Phosphodiesterases (PDEs) by regulate the intracellular concentrations of cyclic nucleotides by catalyzing the hydrolysis of both cyclic adenosine monophosphate (cAMP) and cyclic guanosine monophosphate (cGMP) (10). The PDE superfamily consists of 11 gene families (PDE1-11), each presenting distinct affinities for cAMP and cGMP (11). Among them, phosphodiesterase 5 (PDE5) is a specific cGMP hydrolase, such that the inhibition of PDE5 activity can block cGMP hydrolysis and reduce intracellular Ca2+ concentration to promote smooth muscle relaxation (12). This suggests that PDE5 may serve as a potentially promising target for the treatment of BPH/LUTS (13,14). However, since PDE5 is ubiquitously expressed in the human body and participates in a number of physiological and pathological processes in numerous tissues or organs, inhibition of PDE5 using traditional inhibitors may induce various adverse side effects (15,16).
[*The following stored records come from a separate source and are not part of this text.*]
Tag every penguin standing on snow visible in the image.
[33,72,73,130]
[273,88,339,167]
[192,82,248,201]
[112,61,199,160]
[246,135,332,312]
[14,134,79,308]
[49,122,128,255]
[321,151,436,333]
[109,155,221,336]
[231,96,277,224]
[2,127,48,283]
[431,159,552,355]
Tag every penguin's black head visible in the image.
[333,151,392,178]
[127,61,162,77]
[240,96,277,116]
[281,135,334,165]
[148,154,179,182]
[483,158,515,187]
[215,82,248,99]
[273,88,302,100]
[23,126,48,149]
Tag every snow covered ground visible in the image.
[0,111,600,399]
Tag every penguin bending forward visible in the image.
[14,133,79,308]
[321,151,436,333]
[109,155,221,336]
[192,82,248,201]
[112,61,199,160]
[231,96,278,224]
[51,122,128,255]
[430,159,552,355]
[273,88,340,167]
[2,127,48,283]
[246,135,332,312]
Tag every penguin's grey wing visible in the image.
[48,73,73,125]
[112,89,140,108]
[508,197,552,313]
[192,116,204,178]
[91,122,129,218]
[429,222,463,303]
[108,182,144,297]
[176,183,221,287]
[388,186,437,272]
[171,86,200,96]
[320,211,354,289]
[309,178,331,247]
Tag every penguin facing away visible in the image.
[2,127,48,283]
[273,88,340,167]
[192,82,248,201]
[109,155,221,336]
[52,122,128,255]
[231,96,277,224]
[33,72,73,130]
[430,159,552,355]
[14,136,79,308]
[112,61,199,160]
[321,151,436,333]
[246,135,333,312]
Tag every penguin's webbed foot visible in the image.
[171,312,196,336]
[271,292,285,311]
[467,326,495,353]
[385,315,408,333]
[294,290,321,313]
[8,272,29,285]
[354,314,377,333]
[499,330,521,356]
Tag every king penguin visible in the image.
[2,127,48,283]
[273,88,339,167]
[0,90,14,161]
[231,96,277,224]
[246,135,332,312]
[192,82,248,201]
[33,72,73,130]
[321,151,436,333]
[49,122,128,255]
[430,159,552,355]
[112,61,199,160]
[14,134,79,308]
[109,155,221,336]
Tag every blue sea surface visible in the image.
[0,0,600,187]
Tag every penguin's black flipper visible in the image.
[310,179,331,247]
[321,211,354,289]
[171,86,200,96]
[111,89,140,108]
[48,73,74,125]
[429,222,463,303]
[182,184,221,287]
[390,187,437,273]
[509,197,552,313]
Therefore, an effective inhibitor targeting PDE5 that causes fewer adverse side effects is required.

PDE5 can be divided into three subtypes based on the different terminal sequences, namely PDE5A1, PDE5A2 and PDE5A3(17). In particular, PDE5A3 is mainly found in human smooth muscle tissues but is absent in a number of essential organs and tissues, including the brain, lung, liver, kidney and skeletal muscle (15). Short-hairpin RNA (shRNA) is a versatile tool that has the potential to modulate cell gene expression in a stable manner (18). Pan et al (19) previously revealed the effects of shRNA-mediated downregulation of PDE5A3 on cGMP in smooth muscle cells of human corpus cavernosum. However, this study of PDE5A3 was mainly performed on the penis, whilst the role of PDE5A3 in human prostate smooth muscle cells and patients with BPH/LUTS remain poorly understood.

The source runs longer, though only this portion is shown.